Re: I don't understand the motion
Even though RDBMS is what I know best and is my goto (well, that or a flat file with a script), this next bothers me on so many levels:
"If you don't understand what you need from a database, you choose relational. Period. End of discussion."
A. If you don't understand what you need from a database then you better find out before doing anything.
B. If you still don't understand what you need from a database, then NoSQL seems to me a much better choice. That way you don't spend any time up front pulling out columns you won't need. And you won't wake up one day to realize your ETL since the get-go has been throwing away that weird "dispensable" data element that just happens to hold outsized business value.
C. Strongly defaulting to RDBMS guarantees, statistically speaking, that some of the time that choice was wrong. Maybe only one percent of the time should we choose graph instead of relational.
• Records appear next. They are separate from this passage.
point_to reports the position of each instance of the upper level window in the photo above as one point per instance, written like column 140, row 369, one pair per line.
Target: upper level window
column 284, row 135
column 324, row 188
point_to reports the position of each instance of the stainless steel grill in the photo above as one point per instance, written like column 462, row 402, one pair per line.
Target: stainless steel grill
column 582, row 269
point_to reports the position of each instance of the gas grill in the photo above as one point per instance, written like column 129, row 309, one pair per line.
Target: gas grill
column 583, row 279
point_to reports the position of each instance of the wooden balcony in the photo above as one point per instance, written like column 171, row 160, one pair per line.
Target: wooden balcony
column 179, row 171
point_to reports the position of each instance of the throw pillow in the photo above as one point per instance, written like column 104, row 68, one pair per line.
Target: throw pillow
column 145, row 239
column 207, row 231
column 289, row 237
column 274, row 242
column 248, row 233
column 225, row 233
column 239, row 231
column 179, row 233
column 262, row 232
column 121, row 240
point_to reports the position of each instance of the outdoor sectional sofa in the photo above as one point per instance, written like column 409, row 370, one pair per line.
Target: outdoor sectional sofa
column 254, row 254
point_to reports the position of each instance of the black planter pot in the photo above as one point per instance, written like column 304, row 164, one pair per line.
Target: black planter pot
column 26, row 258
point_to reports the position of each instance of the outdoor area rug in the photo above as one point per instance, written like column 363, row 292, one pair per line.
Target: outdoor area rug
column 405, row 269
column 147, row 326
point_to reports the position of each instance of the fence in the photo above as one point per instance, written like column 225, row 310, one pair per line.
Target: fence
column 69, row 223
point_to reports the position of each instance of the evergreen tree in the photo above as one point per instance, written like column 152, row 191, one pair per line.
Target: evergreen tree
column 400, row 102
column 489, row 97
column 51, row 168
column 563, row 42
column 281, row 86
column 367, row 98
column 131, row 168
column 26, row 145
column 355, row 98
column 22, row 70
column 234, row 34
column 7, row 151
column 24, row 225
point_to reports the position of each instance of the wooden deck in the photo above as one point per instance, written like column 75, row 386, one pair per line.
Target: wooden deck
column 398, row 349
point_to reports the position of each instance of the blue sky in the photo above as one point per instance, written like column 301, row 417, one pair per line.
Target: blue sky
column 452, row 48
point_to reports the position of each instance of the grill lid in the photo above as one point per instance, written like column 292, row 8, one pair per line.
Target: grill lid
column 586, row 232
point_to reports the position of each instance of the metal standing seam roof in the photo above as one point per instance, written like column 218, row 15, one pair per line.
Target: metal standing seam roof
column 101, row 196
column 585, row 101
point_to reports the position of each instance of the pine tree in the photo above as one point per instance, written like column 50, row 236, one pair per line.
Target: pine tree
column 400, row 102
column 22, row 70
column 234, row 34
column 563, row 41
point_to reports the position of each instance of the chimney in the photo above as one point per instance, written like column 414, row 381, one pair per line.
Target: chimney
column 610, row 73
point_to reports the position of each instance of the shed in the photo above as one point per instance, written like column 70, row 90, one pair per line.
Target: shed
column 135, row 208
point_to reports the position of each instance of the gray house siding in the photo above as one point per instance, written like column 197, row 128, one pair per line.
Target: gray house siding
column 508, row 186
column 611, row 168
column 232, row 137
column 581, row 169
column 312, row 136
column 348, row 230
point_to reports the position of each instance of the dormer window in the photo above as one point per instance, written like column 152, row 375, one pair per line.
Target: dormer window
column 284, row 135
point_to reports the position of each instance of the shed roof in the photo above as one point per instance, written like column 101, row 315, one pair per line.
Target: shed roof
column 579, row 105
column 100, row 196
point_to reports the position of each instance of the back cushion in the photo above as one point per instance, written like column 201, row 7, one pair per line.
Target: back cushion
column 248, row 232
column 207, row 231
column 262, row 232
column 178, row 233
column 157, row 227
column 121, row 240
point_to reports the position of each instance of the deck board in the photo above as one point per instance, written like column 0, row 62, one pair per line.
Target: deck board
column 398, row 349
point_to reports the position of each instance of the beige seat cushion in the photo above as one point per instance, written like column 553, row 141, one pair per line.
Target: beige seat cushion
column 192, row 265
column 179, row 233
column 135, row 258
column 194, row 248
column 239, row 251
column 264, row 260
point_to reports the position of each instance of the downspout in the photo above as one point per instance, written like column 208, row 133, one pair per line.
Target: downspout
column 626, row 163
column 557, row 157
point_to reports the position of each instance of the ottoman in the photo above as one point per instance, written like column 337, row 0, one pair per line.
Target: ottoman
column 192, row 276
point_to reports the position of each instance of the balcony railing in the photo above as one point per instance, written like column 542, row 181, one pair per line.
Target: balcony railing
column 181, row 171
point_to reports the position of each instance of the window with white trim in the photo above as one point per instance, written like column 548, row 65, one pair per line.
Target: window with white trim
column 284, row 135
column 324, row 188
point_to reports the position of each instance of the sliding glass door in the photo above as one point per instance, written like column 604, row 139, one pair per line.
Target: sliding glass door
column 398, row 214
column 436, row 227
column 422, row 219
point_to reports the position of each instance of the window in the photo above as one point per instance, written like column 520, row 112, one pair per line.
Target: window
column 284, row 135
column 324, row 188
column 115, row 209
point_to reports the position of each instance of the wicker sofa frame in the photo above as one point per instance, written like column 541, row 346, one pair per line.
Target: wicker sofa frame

But if that one percent of the time graph gets us 2x performance, that's a huge gain. Also, one percent of the universe of databases is a really big slice of pie.
D. Strongly defaulting to RDBMS might mean we are so heavily invested in it that it will seem right even when it is wrong. This last one is why I'm most interested in the cases where relational and graph could both be valid solutions. Seeing which is "better" there is more instructive overall for the general case.
E. I like learning new things, for their own sake, even if my previous knowledge has been good enough so far.